(CBS/AP) MIAMI - Tropical Storm Debby is bringing drenching rain and high winds to parts of the Gulf Coast, and it doesn't appear to be going anywhere.
Debby's center was essentially stationary about 30 miles south-southwest of Apalachicola, Fla., Monday afternoon. Maximum sustained winds have decreased to near 45 mph, with higher gusts; tropical-storm-force winds extend outward up to 230 miles.
Tropical storm conditions will continue over portions of the Florida Gulf Coast today.
The forecast map indicated the storm could inch forward through the week, eventually coming ashore over the Panhandle. However, a storm's path is difficult to discern days in advance.
A tropical storm warning remains in effect for the Florida Gulf Coast from Destin to Englewood.
The combination of storm surge and tides will cause normally dry areas near the coast to be flooded by rising waters.
The storm has produced isolated tornadoes and water spouts in Florida, and at least one person has been killed. Another person is missing after being lost in the waves off of the Alabama coast.
The damage could go on for days, because the storm is sitting just offshore and barely moving - its speed was measured at 5 mph Monday afternoon . Its slow progress means the most pressing threat from the storm is flooding, not wind.
CBS News hurricane consultant David Bernard, of CBS Station WFOR in Miami said the storm is probably not going to go anywhere any time fast.

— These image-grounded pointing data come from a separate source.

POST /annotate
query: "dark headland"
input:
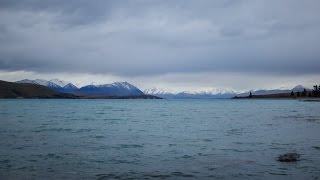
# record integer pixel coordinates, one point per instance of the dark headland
(11, 90)
(306, 95)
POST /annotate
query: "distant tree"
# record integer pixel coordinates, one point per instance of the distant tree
(292, 94)
(304, 93)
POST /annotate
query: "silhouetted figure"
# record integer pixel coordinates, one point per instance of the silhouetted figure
(304, 93)
(292, 94)
(316, 91)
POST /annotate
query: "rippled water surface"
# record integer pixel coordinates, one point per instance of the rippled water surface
(158, 139)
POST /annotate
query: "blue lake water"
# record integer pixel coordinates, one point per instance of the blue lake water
(158, 139)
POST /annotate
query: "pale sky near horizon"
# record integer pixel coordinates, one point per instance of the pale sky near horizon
(170, 44)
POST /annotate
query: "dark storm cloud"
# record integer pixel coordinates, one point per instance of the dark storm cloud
(140, 37)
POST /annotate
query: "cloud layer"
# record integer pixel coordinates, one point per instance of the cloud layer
(134, 38)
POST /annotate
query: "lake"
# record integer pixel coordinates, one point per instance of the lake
(158, 139)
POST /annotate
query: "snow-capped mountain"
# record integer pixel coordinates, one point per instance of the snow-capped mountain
(42, 82)
(212, 93)
(115, 89)
(59, 82)
(62, 86)
(298, 88)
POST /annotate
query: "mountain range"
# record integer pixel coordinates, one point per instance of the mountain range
(127, 89)
(114, 89)
(216, 93)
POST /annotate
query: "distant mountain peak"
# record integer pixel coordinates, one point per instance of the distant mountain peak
(59, 82)
(298, 88)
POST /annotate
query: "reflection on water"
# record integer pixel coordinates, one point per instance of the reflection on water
(158, 139)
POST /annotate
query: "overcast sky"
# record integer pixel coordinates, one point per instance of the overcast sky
(169, 44)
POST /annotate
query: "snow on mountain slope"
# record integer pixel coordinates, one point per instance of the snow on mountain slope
(59, 82)
(212, 93)
(116, 88)
(40, 82)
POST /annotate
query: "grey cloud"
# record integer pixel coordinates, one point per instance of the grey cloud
(140, 37)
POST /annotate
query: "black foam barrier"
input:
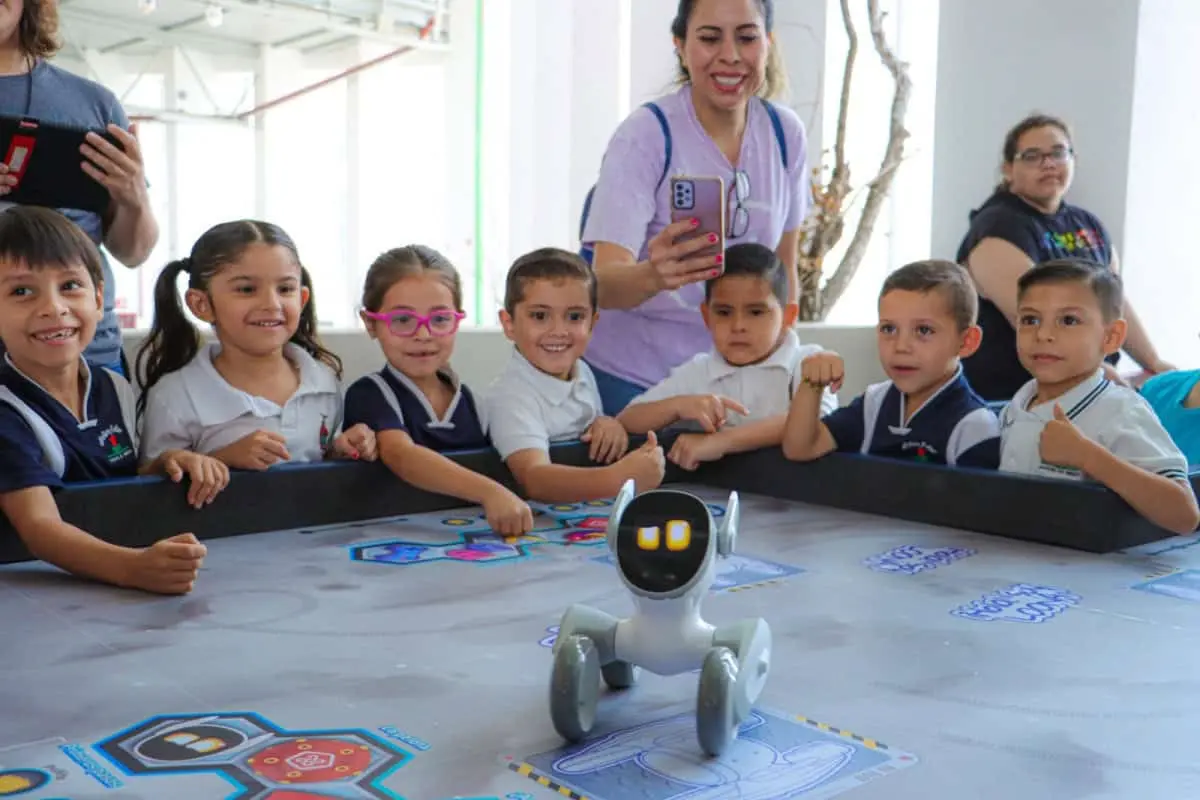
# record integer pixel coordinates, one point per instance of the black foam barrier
(1075, 515)
(137, 512)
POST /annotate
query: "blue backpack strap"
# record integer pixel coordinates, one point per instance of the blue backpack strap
(778, 124)
(53, 456)
(666, 134)
(586, 251)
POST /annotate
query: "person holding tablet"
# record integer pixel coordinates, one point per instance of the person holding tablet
(719, 122)
(31, 88)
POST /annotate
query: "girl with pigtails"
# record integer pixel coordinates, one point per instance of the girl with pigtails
(265, 391)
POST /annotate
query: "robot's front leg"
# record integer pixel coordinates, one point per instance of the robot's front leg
(583, 651)
(731, 680)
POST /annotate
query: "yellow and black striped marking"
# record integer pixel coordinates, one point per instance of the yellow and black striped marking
(829, 728)
(531, 773)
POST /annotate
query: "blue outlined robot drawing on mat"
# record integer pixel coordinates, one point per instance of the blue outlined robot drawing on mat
(759, 771)
(665, 545)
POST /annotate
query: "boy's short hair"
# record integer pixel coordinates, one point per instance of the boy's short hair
(39, 238)
(546, 264)
(939, 275)
(755, 260)
(1102, 281)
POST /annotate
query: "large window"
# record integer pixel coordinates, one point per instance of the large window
(351, 169)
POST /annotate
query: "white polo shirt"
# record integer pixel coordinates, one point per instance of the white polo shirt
(197, 409)
(766, 389)
(1109, 414)
(527, 409)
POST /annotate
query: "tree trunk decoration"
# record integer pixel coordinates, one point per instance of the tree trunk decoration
(826, 222)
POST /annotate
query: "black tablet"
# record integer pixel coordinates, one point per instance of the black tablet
(47, 161)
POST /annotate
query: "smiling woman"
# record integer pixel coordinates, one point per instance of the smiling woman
(33, 88)
(720, 122)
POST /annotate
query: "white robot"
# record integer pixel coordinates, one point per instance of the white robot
(665, 546)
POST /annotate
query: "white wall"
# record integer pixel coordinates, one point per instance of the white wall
(1000, 60)
(1164, 167)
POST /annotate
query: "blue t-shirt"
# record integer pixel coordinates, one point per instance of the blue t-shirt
(61, 97)
(1165, 394)
(994, 370)
(389, 401)
(43, 444)
(953, 427)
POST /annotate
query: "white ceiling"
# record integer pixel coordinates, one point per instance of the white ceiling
(141, 28)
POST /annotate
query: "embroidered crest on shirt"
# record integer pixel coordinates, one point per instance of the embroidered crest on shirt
(924, 451)
(111, 440)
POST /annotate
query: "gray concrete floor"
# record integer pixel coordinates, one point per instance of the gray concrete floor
(909, 662)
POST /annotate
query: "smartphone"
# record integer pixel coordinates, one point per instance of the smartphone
(700, 198)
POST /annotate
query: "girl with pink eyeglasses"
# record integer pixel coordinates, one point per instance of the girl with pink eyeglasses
(417, 405)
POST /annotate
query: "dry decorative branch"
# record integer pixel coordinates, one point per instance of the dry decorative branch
(826, 222)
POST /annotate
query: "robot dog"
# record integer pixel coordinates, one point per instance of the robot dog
(665, 545)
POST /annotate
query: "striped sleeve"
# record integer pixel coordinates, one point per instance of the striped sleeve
(1139, 438)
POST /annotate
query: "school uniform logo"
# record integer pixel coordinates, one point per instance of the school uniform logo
(112, 443)
(921, 451)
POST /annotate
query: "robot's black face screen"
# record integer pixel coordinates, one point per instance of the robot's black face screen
(663, 540)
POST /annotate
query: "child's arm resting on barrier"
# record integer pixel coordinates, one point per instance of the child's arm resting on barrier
(807, 437)
(1137, 461)
(707, 410)
(1165, 501)
(168, 566)
(690, 450)
(208, 476)
(430, 470)
(549, 482)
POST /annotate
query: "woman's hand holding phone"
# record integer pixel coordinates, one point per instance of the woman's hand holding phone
(675, 260)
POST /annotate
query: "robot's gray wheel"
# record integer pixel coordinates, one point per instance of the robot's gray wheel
(715, 722)
(619, 674)
(574, 686)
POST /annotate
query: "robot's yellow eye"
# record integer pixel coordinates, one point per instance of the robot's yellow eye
(678, 535)
(648, 539)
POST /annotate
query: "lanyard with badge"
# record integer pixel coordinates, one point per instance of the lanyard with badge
(24, 139)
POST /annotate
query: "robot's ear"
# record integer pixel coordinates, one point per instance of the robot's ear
(618, 510)
(727, 536)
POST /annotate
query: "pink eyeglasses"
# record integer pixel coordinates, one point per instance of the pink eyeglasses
(408, 323)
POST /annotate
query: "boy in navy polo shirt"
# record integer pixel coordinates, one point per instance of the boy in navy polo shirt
(63, 421)
(925, 411)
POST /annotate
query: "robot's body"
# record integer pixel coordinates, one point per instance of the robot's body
(665, 545)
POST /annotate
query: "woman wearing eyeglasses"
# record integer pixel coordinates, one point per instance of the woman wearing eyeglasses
(720, 122)
(1026, 221)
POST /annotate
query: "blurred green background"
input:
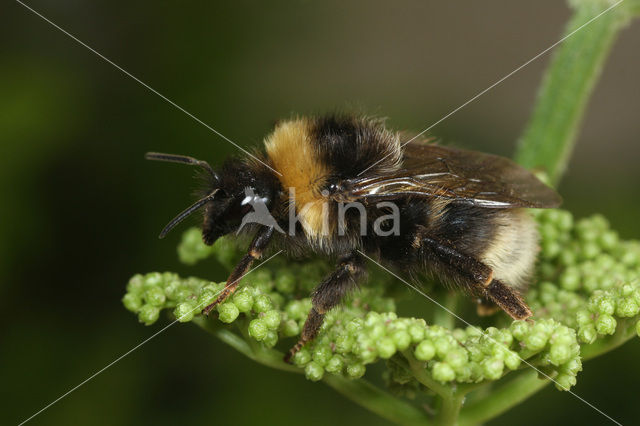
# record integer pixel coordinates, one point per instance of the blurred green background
(81, 209)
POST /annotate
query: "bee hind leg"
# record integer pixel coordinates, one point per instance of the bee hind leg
(475, 275)
(328, 294)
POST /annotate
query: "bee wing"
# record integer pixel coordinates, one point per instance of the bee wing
(476, 178)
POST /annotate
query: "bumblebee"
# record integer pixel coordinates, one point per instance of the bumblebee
(456, 214)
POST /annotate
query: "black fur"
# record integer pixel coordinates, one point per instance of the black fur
(445, 238)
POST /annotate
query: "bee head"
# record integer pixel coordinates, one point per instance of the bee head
(232, 192)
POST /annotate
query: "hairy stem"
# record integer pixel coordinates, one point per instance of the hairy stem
(549, 137)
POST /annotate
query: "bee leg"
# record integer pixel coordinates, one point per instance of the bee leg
(477, 276)
(327, 295)
(486, 307)
(257, 247)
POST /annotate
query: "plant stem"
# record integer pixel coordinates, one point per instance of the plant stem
(360, 391)
(548, 139)
(502, 398)
(378, 401)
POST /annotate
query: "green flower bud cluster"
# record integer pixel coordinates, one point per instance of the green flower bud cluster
(147, 295)
(590, 279)
(470, 355)
(587, 281)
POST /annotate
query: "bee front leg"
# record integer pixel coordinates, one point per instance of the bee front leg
(329, 294)
(257, 247)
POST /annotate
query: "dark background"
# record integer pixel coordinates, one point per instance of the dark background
(81, 209)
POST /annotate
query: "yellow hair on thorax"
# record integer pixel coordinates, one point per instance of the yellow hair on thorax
(291, 151)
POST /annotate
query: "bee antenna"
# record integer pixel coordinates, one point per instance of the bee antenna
(187, 212)
(184, 159)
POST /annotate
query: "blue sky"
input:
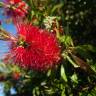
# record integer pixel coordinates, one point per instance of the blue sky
(10, 28)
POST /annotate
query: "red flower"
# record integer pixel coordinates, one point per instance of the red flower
(15, 8)
(35, 49)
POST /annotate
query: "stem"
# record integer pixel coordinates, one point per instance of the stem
(1, 4)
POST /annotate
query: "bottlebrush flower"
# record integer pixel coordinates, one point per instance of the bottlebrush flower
(35, 48)
(15, 8)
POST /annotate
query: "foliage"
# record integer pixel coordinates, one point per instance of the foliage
(73, 23)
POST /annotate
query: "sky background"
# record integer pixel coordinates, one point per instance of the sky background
(3, 45)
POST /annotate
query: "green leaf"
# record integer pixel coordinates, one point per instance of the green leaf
(74, 78)
(66, 40)
(72, 62)
(63, 74)
(58, 6)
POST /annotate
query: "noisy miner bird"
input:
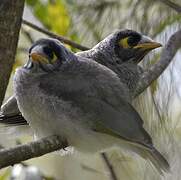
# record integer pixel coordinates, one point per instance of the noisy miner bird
(80, 100)
(121, 51)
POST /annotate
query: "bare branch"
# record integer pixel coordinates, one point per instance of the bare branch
(109, 166)
(53, 35)
(30, 150)
(169, 51)
(10, 22)
(172, 5)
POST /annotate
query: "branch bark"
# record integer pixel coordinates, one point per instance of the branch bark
(30, 150)
(10, 23)
(109, 166)
(172, 5)
(169, 51)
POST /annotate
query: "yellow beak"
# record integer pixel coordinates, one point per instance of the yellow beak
(39, 58)
(148, 45)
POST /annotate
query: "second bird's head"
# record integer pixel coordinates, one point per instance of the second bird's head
(125, 46)
(48, 55)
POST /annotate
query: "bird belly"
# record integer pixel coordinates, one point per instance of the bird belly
(50, 115)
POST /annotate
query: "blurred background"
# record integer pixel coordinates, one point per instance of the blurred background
(88, 22)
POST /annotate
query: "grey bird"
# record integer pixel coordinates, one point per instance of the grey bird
(80, 100)
(120, 51)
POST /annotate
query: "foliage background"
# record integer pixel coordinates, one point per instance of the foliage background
(88, 22)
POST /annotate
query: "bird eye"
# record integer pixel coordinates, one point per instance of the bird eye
(48, 51)
(129, 42)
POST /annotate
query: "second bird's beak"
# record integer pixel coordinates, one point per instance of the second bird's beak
(37, 57)
(147, 44)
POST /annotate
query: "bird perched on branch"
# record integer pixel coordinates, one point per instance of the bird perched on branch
(81, 100)
(120, 51)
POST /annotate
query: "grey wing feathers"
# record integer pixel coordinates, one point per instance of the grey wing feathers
(92, 94)
(13, 120)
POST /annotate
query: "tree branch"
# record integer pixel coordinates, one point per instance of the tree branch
(169, 51)
(53, 35)
(109, 166)
(10, 23)
(172, 5)
(30, 150)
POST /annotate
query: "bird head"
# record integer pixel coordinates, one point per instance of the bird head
(126, 46)
(48, 55)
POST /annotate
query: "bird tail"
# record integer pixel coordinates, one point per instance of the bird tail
(158, 160)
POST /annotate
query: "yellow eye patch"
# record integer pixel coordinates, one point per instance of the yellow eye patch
(54, 59)
(124, 43)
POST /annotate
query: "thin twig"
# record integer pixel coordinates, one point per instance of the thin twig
(109, 166)
(30, 150)
(172, 5)
(169, 51)
(53, 35)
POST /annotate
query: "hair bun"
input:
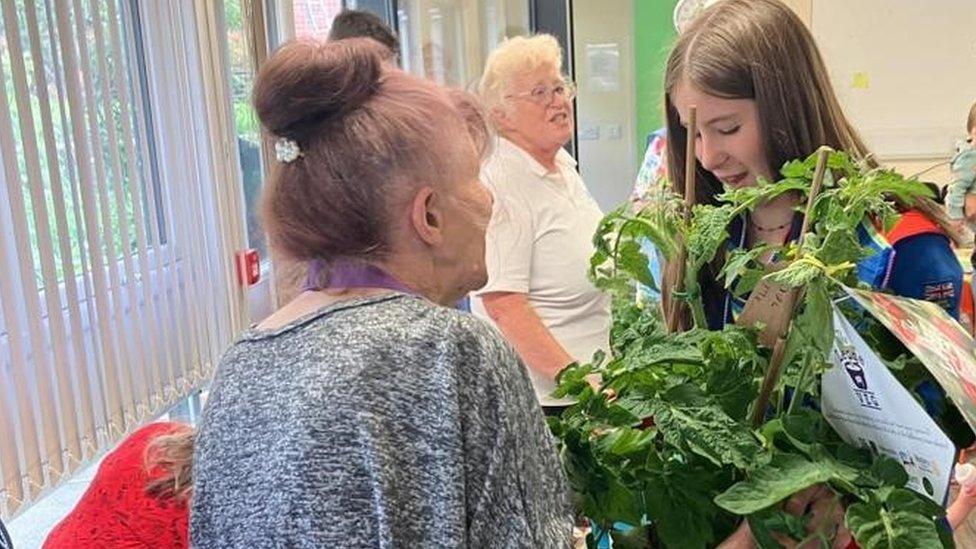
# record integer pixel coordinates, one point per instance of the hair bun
(307, 83)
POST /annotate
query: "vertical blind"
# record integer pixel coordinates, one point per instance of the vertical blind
(117, 290)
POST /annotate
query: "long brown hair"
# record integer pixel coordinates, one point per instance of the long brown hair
(172, 454)
(760, 50)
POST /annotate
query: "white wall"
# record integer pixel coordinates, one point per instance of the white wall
(606, 106)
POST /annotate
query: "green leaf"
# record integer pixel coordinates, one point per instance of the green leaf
(624, 441)
(784, 476)
(888, 471)
(765, 523)
(680, 502)
(875, 527)
(709, 230)
(708, 432)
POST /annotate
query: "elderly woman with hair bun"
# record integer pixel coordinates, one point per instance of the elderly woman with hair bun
(540, 238)
(367, 412)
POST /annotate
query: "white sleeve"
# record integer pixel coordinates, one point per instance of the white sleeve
(508, 245)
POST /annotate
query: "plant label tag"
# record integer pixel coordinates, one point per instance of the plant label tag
(868, 407)
(771, 305)
(935, 338)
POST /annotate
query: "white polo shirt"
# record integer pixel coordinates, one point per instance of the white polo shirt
(539, 243)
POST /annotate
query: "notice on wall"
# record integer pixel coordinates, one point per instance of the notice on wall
(603, 64)
(935, 338)
(868, 407)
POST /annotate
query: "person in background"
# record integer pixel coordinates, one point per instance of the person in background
(367, 412)
(363, 24)
(540, 239)
(357, 24)
(963, 167)
(139, 498)
(925, 266)
(764, 97)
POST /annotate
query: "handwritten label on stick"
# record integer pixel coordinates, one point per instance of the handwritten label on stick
(771, 305)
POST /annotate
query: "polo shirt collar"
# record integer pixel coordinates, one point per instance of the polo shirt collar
(563, 158)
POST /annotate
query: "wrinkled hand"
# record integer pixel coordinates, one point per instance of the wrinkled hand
(825, 514)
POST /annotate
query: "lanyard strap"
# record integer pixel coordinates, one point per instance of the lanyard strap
(352, 274)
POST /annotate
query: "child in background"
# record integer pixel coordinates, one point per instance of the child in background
(963, 172)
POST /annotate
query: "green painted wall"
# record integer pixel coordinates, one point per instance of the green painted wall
(653, 35)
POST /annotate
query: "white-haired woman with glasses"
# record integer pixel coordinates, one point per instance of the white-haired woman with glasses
(539, 241)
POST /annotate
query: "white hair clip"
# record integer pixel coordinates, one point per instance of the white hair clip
(286, 150)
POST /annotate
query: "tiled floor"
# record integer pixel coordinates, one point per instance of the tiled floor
(30, 529)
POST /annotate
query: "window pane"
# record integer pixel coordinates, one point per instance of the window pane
(313, 18)
(57, 162)
(245, 119)
(449, 40)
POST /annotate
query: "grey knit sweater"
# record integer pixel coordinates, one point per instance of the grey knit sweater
(378, 422)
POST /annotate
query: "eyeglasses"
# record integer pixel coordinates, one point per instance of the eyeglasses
(543, 95)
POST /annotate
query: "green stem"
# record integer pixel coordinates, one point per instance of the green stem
(800, 389)
(693, 289)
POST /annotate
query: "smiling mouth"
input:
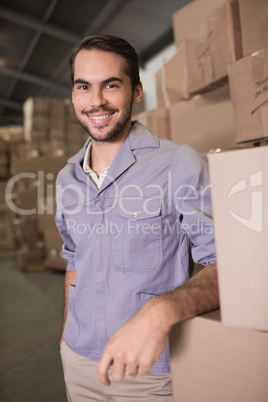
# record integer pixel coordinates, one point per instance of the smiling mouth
(105, 116)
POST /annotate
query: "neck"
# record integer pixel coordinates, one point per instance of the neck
(103, 154)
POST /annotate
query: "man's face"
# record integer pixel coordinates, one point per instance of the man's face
(103, 95)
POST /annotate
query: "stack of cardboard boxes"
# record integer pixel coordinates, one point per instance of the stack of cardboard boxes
(11, 138)
(193, 85)
(51, 135)
(222, 356)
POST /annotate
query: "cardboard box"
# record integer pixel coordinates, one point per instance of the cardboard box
(239, 182)
(29, 165)
(4, 172)
(212, 363)
(172, 81)
(211, 47)
(156, 121)
(205, 122)
(4, 160)
(254, 26)
(3, 145)
(248, 79)
(56, 107)
(189, 16)
(36, 106)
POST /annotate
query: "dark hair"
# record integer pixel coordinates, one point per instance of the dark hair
(113, 44)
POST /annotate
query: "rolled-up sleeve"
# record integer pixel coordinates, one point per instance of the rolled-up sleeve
(68, 248)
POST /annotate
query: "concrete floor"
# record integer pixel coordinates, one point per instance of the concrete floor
(31, 311)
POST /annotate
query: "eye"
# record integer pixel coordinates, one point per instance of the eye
(83, 87)
(111, 86)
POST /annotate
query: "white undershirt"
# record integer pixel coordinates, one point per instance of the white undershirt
(86, 167)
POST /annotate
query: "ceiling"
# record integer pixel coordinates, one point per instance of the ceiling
(36, 38)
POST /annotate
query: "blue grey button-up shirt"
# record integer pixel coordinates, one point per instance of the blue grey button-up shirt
(134, 238)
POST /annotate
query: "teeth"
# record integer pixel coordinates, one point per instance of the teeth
(99, 117)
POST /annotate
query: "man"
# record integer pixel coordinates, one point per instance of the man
(132, 210)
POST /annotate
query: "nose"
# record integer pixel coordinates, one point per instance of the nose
(98, 98)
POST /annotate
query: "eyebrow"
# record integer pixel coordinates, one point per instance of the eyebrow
(104, 82)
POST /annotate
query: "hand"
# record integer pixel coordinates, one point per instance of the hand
(137, 345)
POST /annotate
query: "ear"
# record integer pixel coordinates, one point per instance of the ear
(72, 96)
(138, 93)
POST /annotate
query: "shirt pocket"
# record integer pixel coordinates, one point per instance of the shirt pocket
(136, 242)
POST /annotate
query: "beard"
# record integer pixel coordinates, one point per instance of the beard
(115, 132)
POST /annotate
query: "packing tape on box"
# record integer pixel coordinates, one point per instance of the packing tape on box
(163, 87)
(259, 76)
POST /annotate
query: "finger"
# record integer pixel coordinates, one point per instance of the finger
(131, 372)
(103, 368)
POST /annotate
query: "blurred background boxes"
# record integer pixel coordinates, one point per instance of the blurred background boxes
(172, 81)
(239, 198)
(248, 80)
(187, 18)
(205, 122)
(211, 46)
(156, 121)
(254, 26)
(212, 363)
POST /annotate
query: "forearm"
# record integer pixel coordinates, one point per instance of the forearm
(196, 296)
(69, 279)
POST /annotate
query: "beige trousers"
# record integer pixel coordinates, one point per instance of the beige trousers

"The big issue has been rainfall," Bernard told "CBS This Morning." A public advisory said parts of northern Florida could get 10 to 15 inches of rain, with some areas getting as much as 25 inches.
Coastal South Carolina and Georgia could also see well over another foot of rain.
Residents in several counties near the crook of Florida's elbow were urged to leave low-lying neighborhoods because of the threat of flooding. High winds forced the closure of an interstate bridge that spans Tampa Bay and links St. Petersburg with areas to the southeast. In several locations, homes and businesses were damaged by high winds authorities believe were from tornadoes.
Underscoring the unpredictable nature of tropical storms, forecasters discontinued a tropical storm warning Sunday afternoon for Louisiana after forecast models indicated Debby wasn't likely to turn west. At one point, forecasters expected the storm to come ashore in that state.
"There are always going to be errors in making predictions. There is never going to be a perfect forecast," said Chris Landsea, a meteorologist at the National Hurricane Center.